Reputation: 315
Googled a lot and didnt, susprisingly, find a working solution. Im an engineer, not a programmer. Just need this tool.
So: I have a file "test2.dat" that I want to grep every time it changes.
I dont have inotifywait or when-changed or any similar stuff installed and I dont have the rights to do so (and dont even want to as I would like this script to be working universally).
Any suggestions?
What I tried:
LTIME='stat -c %Z test2.dat'
while true
do
ATIME='stat -c %Z test2.dat'
if [[ "$ATIME" != "$LTIME" ]]
then
grep -i "15 RT" test2.dat > test_grep2.txt
LTIME=$ATIME
fi
sleep 5
done
but that doesn't do basically anything.
Upvotes: 2
Views: 357
Reputation: 85780
Your syntax for command-substitution is wrong.

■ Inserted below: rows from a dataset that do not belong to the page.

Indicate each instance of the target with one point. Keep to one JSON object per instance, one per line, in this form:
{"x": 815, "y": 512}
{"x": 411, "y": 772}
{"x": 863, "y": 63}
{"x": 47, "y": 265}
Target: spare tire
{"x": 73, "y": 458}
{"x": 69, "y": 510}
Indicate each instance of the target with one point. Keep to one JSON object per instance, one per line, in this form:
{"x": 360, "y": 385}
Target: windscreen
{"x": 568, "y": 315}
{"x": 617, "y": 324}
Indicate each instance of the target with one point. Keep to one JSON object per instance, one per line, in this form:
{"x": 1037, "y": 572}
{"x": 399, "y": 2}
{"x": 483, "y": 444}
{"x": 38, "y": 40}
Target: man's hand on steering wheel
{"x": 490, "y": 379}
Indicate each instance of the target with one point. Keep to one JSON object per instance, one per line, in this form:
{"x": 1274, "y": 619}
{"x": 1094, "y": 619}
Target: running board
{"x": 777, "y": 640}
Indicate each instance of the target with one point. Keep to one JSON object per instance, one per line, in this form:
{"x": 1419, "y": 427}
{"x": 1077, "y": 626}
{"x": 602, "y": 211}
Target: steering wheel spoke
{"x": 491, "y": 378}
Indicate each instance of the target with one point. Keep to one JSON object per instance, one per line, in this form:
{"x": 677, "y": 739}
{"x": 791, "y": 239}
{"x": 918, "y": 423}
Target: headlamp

If you are expecting the command to run within the quotes you are wrong. The command-substitution syntax in bash is to do $(cmd)
Also by doing [[ "$ATIME" != "$LTIME" ]]
you are doing a literal string comparison which will never work. Once you store LTIME=$ATIME
the subsequent comparison of the strings will never be right.
The appropriate syntax for your script should have been,
#!/bin/bash
LTIME=$(stat -c %Z test2.dat)
while true
do
ATIME=$(stat -c %Z test2.dat)
if [[ "$ATIME" != "$LTIME" ]]
then
grep -i "15 RT" test2.dat > test_grep2.txt
LTIME="$ATIME"
fi
sleep 5
done
I would recommend using lower-case letters for variable definitions in bash
, just re-used your template in the example above.